El mal desfila. En Vinci no hay un resquicio por donde afluyan las buenas intenciones. Las madres les roban a sus hijos. Hay violadores sueltos que ensucian el instinto paterno. Los niños son acosados de forma sistemática en unos colegios donde no hay miedo ni esperanza. Los gurús hablan de Allen Ginsberg mientras sus hijas se prostituyen. El sexo se practica al borde del coma etílico o bajo el influjo de drogas sicodélicas, y su resultado es un remanente patético de culpa católica.
Visualmente, la serie se ralentiza. Las costuras del proceso de la edición son notorias. Hay quiebres y saltos abruptos que producen desasosiego, pero no aquel que se experimenta mirando alguna película de David Lynch, sino como si el tiempo newtoniano (cotidiano) estuviera experimentando fugas de coherencia. Porque no hay elementos sobrenaturales en el producto de Pizzolatto. El mal es una condición más que una entidad: rige las acciones humanas, en una realidad donde no existen los dioses, una realidad viscosa, como si a Samuel Beckett le hubiera dado un ataque de realismo.
Este hecho es excesivo, si se considera que el género de la tragedia, y su fascinación por las muertes súbitas de sus héroes -al estilo shakesperiano-, también es un elemento de esta nueva entrega. La saturación es la norma: muchos personajes e historias, demasiadas vueltas de tuerca, un final predecible. Del policial metafísico de la primera temporada pasamos a una serie que recuerda más a los productos estereotipados, de gran calidad, al estilo de Los hijos de la anarquía (Kurt Sutter, 2008-2014) o El capo de Corleone (Alexis Cahill, Enzo Monteleone, 2007), productos que siguen demasiado al pie de la letra las normas del gusto.

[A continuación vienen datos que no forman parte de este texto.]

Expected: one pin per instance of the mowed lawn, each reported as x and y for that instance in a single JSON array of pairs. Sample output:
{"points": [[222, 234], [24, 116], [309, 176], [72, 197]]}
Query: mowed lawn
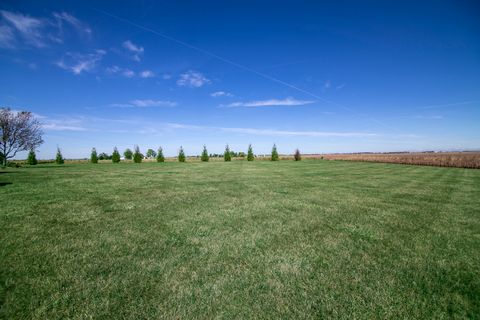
{"points": [[307, 239]]}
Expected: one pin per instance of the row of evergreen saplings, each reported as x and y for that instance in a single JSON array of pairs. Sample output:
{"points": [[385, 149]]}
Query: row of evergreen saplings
{"points": [[137, 156]]}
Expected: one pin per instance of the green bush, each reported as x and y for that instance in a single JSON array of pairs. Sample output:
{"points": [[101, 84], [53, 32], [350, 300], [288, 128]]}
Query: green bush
{"points": [[137, 156], [227, 155], [274, 156], [204, 156], [151, 154], [297, 156], [115, 155], [160, 156], [181, 155], [94, 156], [59, 158], [32, 158], [128, 154], [250, 155]]}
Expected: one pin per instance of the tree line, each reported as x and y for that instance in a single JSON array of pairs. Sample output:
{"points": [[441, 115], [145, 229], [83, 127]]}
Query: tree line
{"points": [[21, 131], [137, 156]]}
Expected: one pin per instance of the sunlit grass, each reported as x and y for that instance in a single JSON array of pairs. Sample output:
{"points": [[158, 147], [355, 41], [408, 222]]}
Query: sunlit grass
{"points": [[305, 239]]}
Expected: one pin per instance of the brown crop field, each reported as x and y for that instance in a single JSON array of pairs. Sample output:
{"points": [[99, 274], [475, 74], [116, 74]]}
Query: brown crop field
{"points": [[441, 159]]}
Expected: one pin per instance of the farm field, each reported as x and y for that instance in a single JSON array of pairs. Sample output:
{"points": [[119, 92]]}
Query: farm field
{"points": [[261, 239], [440, 159]]}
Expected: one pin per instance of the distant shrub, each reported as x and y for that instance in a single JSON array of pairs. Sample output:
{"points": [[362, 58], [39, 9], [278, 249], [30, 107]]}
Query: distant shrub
{"points": [[160, 156], [137, 156], [94, 156], [274, 156], [151, 154], [227, 155], [32, 158], [59, 157], [181, 155], [128, 154], [104, 156], [297, 156], [204, 156], [250, 155], [115, 155]]}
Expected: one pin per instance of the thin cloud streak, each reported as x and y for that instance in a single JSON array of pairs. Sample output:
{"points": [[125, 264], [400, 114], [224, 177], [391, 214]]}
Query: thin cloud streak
{"points": [[272, 132], [450, 104], [271, 102]]}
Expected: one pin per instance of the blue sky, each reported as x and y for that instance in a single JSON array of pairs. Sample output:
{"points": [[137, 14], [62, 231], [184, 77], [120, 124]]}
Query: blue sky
{"points": [[338, 76]]}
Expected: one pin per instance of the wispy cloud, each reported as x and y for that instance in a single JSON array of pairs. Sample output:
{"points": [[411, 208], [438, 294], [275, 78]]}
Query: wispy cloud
{"points": [[271, 102], [272, 132], [192, 79], [147, 74], [112, 70], [153, 103], [327, 85], [221, 94], [7, 38], [65, 124], [79, 63], [18, 28], [27, 27], [128, 73], [451, 104], [135, 49], [121, 71], [145, 103], [62, 18], [433, 117]]}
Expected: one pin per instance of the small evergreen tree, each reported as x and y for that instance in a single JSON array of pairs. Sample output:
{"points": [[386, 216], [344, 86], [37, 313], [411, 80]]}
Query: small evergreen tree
{"points": [[181, 155], [115, 155], [94, 156], [227, 155], [204, 156], [32, 158], [128, 154], [297, 156], [151, 153], [160, 157], [250, 155], [59, 158], [137, 156], [274, 153]]}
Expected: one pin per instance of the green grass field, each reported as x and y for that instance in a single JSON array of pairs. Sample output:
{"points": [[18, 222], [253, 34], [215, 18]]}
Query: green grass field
{"points": [[242, 240]]}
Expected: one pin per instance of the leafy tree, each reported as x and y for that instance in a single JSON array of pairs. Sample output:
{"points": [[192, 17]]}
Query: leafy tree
{"points": [[32, 158], [181, 155], [274, 153], [94, 156], [250, 155], [160, 157], [19, 131], [297, 156], [59, 158], [128, 154], [115, 155], [204, 156], [137, 156], [227, 155], [151, 153]]}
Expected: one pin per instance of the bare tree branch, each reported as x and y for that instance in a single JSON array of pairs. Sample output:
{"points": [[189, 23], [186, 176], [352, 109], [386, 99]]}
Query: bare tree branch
{"points": [[19, 131]]}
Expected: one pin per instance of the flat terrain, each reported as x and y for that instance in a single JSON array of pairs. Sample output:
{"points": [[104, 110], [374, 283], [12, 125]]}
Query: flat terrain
{"points": [[440, 159], [305, 239]]}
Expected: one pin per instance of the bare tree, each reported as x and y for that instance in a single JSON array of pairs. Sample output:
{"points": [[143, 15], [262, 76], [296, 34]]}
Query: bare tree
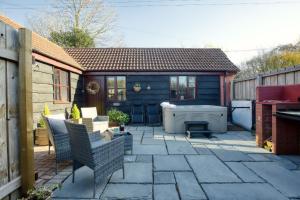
{"points": [[89, 15]]}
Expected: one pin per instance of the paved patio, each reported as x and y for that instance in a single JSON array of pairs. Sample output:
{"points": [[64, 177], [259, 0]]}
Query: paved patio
{"points": [[163, 166]]}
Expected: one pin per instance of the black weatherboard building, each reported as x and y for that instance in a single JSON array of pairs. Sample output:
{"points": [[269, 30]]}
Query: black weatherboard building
{"points": [[126, 76]]}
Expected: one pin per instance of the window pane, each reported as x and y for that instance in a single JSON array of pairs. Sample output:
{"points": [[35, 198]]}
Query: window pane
{"points": [[64, 94], [191, 93], [121, 94], [64, 78], [111, 93], [56, 93], [173, 87], [56, 76], [173, 82], [110, 82], [182, 87], [192, 81], [121, 81]]}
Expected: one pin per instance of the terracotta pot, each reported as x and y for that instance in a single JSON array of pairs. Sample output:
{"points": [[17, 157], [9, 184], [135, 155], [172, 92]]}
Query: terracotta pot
{"points": [[77, 121], [113, 124], [41, 137]]}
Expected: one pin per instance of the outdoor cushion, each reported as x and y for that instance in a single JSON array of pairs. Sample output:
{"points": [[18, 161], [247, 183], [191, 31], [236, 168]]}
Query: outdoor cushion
{"points": [[89, 112]]}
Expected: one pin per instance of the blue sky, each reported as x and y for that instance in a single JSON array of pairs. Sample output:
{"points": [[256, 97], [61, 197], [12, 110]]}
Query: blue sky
{"points": [[238, 29]]}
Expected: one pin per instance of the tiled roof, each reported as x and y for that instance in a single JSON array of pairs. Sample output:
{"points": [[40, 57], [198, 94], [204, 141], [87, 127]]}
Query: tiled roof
{"points": [[152, 59], [44, 46]]}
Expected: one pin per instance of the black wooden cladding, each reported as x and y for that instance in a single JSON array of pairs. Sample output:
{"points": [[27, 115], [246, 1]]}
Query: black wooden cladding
{"points": [[208, 91]]}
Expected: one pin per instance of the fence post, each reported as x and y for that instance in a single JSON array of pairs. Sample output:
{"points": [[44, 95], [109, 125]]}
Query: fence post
{"points": [[25, 109], [259, 79]]}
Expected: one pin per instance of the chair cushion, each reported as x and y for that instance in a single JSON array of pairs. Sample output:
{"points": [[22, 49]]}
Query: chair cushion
{"points": [[89, 112], [57, 126]]}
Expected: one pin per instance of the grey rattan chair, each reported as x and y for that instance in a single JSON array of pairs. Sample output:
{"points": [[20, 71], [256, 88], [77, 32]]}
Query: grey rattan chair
{"points": [[59, 138], [103, 157]]}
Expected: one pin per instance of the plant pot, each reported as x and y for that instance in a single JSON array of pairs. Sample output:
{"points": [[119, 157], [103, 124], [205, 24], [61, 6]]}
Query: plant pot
{"points": [[137, 88], [77, 121], [41, 137], [122, 128], [113, 124]]}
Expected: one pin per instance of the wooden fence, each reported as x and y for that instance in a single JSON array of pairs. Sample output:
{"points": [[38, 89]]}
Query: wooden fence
{"points": [[245, 89], [9, 119], [12, 97]]}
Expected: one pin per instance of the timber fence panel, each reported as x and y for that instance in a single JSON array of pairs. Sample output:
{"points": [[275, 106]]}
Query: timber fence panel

Las malas críticas de los seriéfilos, que saturan las redes sociales, son desmedidas e injustas. La serie se deja ver, por lo menos si se llega sin la expectativa que generó la primera temporada. Hay momentos que poseen un lirismo digno de ser degustado, como cuando el buen mafioso Frank Semyon es visitado por los fantasmas de su pasado, o cuando Raymond Velcoro estalla en una crisis de dipsomanía y drogadicción cuando acepta ceder la custodia de su hijo. Sin embargo, las actuaciones no son memorables. El policía homosexual, interpretado por Taylor Kitsch, está sobrando, y Vince Vaughn es demasiado bonachón para interpretar a un jefe de la mafia: le falta altura y cinismo. Tal vez el resultado hubiera sido otro si Pizzolatto se enfocaba en darle verosimilitud al personaje de Velcoro, y en potenciar su interacción con Ani Bezzerides, quienes repuntan la trama con sus papeles. Pero no se podía repetir la misma fórmula de la temporada anterior: la dupla Harrelson-McConaughey es insuperable. Todavía hay que esperar, con ansias, el resultado de la tercera temporada. No todo está perdido si se aprecia la totalidad. True Detective es una historia que trasciende el entretenimiento.